Performance considerations

For the Evolve strategy:

• Compete: no considerations. All competes are basically some form of in-place sorting of some kind. This is relatively fast compared to the rest of the operations.
• Crossover: the workhorse of internal parts. Crossover touches most genes each generation and clones up to the whole population if you keep all the parents around. See performance tips below.
• Mutate: no considerations. It touches genes like crossover does, but should be used sparingly anyway; with low gene counts (<10%) and low probability (5-20%)
• Fitness: can be anything. This fully depends on the user domain. Parallelize it using with_par_fitness() in the Builder. But beware that parallelization has it’s own overhead and is not always faster.

Performance Tips

• Small genes sizes
  • It seems that CrossoverMultiGene with number_of_crossovers = genes_size / 2 and allow_duplicates = true is the best tradeoff between performance and effect. CrossoverUniform is an alias for the same approach, taking the genes_size from the genotype at runtime.
  • Keeping the parents around doesn’t matter that much as the cloning is relatively less pronounced (but becomes more prominent for larger population sizes)
• Large genes sizes
  • It seems that CrossoverMultiPoint with number_of_crossovers = genes_size / 9 and allow_duplicates = false is the best tradeoff between performance and effect.
  • Keeping the parents around has major performance effects and should be avoided. Use low parent_survival_rate or none at all.
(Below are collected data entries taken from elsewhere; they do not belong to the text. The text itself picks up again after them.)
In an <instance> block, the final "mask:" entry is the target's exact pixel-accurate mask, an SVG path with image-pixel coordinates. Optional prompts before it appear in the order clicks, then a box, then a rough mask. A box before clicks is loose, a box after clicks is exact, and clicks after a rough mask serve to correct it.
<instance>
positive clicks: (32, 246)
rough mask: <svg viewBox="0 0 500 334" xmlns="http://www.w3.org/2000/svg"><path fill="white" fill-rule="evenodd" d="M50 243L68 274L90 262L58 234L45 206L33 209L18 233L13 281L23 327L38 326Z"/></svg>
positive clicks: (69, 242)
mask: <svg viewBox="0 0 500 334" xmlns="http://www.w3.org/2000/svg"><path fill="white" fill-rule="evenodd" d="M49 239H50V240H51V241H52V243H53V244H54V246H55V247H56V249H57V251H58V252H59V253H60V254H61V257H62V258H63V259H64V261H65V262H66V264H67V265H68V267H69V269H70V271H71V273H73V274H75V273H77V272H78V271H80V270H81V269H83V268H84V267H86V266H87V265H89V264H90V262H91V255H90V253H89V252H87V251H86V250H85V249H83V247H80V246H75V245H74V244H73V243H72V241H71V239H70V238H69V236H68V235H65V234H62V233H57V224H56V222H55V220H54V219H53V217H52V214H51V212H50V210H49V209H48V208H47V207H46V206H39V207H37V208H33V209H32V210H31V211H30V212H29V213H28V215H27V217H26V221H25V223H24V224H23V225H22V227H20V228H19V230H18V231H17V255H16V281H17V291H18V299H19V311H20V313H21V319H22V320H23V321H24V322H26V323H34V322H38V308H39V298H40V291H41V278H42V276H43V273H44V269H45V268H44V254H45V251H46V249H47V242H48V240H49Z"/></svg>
Explore non-Vec based genotypes like BitGenotype.

Modules

• chromosome
  The chromosome is a container for the genes and caches a fitness score
• compete
  The competition phase, where chromosomes are lined up for pairing in the crossover phase. Excess chromosomes, beyond the target_population_size, are dropped.
• crossover
  The crossover phase where every two parent chromosomes create two children chromosomes. The competition phase determines the order and the amount of the parent pairing (overall with fitter first). If you choose to a keep a percentage of the top parents, the parents will compete with their own children and the population is temporarily overbooked and part of it will be discarded in the competition phase of the next generation.
• extension
  When approacking a (local) optimum in the fitness score, the variation in the population goes down dramatically. This reduces the efficiency, but also has the risk of local optimum lock-in. To increase the variation in the population, an extension mechanisms can optionally be used
• fitness
  The search goal to optimize towards (maximize or minimize).
• genotype
  The search space for the algorithm.
• mutate
  The mutation strategy, very important for avoiding local optimum lock-in. But don’t overdo it, as it degenerates the population too much if overused. Use a mutation probability generally between 5% and 20%.
• population
  The population is a container for Chromosomes
• strategy
  solution strategies for finding the best chromosomes.